A Crossroads Dilemma

“Who’s that?”

“That’s my mom and dad right before they had me.”

“I’m really into how they’re taped to the wall like that. All the pictures, I mean.”

Kay hummed a polite nod, eyes sweeping over the wall’s haphazard cluster of photo prints and found scraps of collage art. It was an odd feeling to have someone over in the middle of the afternoon on her first day back home. Tima had been in Crossroads ten days, long enough to be considered all right by the neighbors and given some labor & resource accesses. For the past four of those days, Kay had been away in the hell of the towers trading survey reports for critical prosthetic body maintenance. Today, Tima was over to pick up a copy of Dimo’s unlocked terminal installer, which would grant her full access to local web. But things were awkward. Why agree to have Tima over and not just drop it off on a corner, Kay didn’t know. Now, they stood conspicuously apart from each other, one in a ruminative silence and the other feeling intrusive and timid, a stranger in a sorcerer’s lair.

They stood in a warm, sun soaked corner in a lofty narrow room flanked by four industrial sized windowpanes; the most personable nook in a hollow space that for whatever reason appealed to Kay. It had been the upstairs level of a two storie factory that used to manufacture garbage like those shitty no-rip leisure suits that always reeked of petrol and made your skin stink like artificial banana smell; a typical establishment some thirty odd years ago, back when the then-ruling shareholders rezoned the “deserted” city neighborhoods for manufacturing. Now it was just a place to sleep in a sinking block of other crumbling buildings.

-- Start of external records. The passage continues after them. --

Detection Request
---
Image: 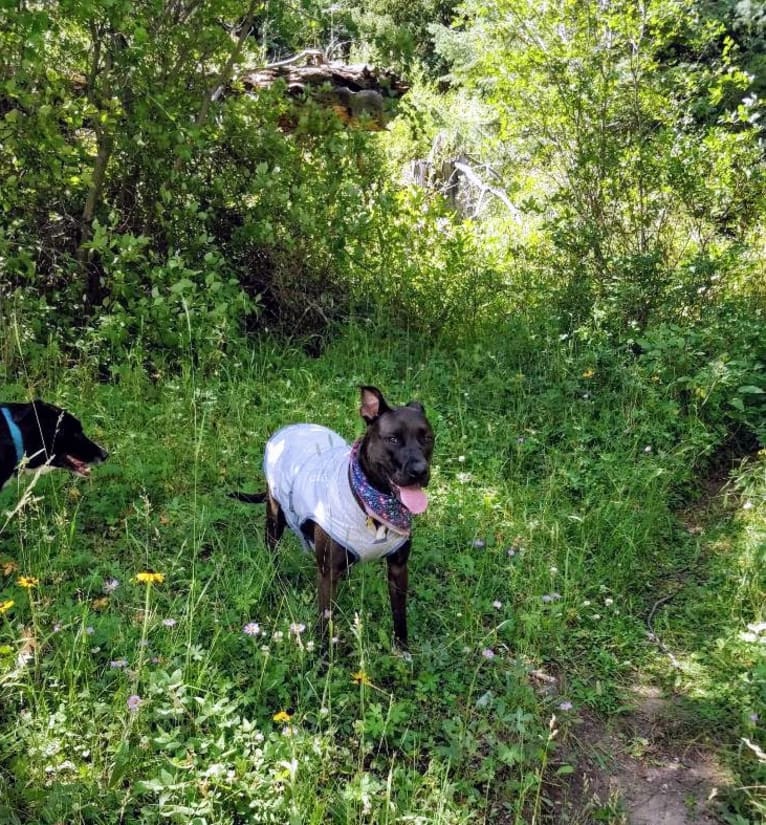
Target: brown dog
[231,386,434,649]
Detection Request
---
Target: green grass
[0,328,766,825]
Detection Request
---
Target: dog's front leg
[266,493,287,550]
[386,541,410,650]
[314,525,350,645]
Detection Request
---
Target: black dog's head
[359,386,434,513]
[16,401,108,476]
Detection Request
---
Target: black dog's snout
[405,458,428,484]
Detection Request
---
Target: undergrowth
[0,319,766,824]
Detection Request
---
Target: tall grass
[0,323,766,823]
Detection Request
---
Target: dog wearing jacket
[232,386,434,650]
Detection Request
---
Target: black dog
[0,401,107,488]
[232,387,434,649]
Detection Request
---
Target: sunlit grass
[0,331,764,823]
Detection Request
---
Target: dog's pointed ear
[359,386,391,424]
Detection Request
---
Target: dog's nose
[407,458,428,483]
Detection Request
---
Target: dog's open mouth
[64,454,90,478]
[391,484,428,516]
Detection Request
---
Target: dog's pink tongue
[399,485,428,516]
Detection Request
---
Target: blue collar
[0,407,24,464]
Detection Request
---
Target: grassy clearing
[0,327,766,824]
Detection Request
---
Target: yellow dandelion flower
[351,670,372,685]
[0,559,19,576]
[136,570,165,584]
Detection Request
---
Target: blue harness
[0,407,24,464]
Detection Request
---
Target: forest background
[0,0,766,825]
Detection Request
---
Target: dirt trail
[549,688,731,825]
[547,468,733,825]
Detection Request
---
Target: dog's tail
[227,490,268,504]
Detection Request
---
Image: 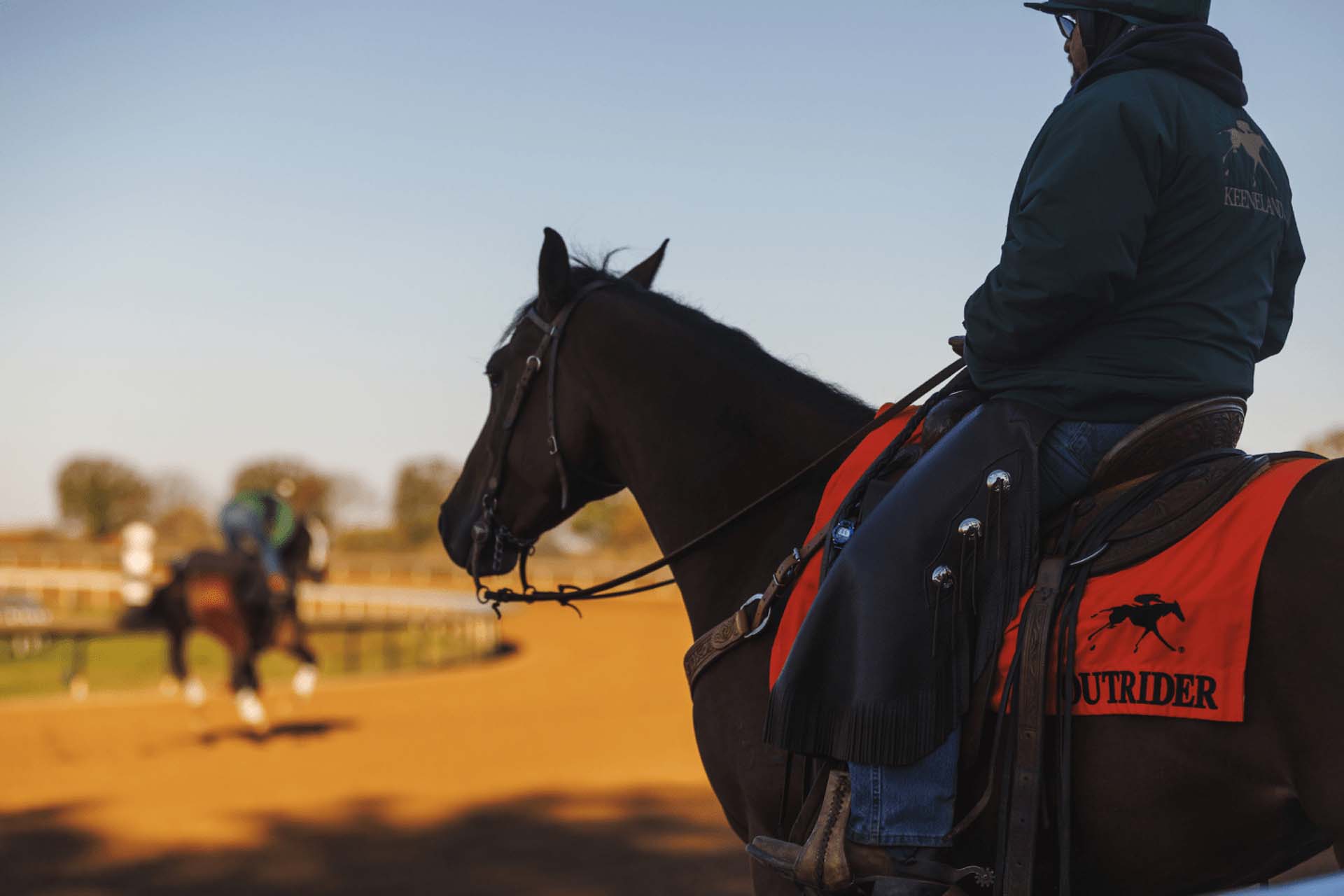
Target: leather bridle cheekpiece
[468,279,610,598]
[468,278,965,687]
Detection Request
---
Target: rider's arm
[1255,208,1306,361]
[965,82,1169,372]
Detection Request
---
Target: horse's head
[281,516,330,582]
[438,227,666,576]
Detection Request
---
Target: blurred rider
[219,477,298,596]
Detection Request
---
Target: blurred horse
[440,230,1344,896]
[124,519,328,729]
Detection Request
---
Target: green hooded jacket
[965,24,1305,423]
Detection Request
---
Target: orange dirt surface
[0,598,750,896]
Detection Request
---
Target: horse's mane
[498,248,868,408]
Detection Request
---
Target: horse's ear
[536,227,570,317]
[621,239,668,289]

Kay took a few plodding steps towards a worn wooden park bench that she and the homie Braga had carried into the building many moon cycles ago, and gestured for Tima to follow. It seemed like a warm place where Kay took her meals, a place where she did things, made things. Across from the table, against one wall, there was a charge burner rigged next to an industrial sink and a pantry box. You could guess it was set up so that when Kay sat at her meal-work table, she could either gaze out the window, or at those curated objects on the wall, conscious of them or not. The table top was cluttered with markers, worn sketchbooks, greasy take-out leaves, bits of found metal. Kay straddled the seat bench, her back angled towards the collage wall and cleared out a spot for Tima to sit at.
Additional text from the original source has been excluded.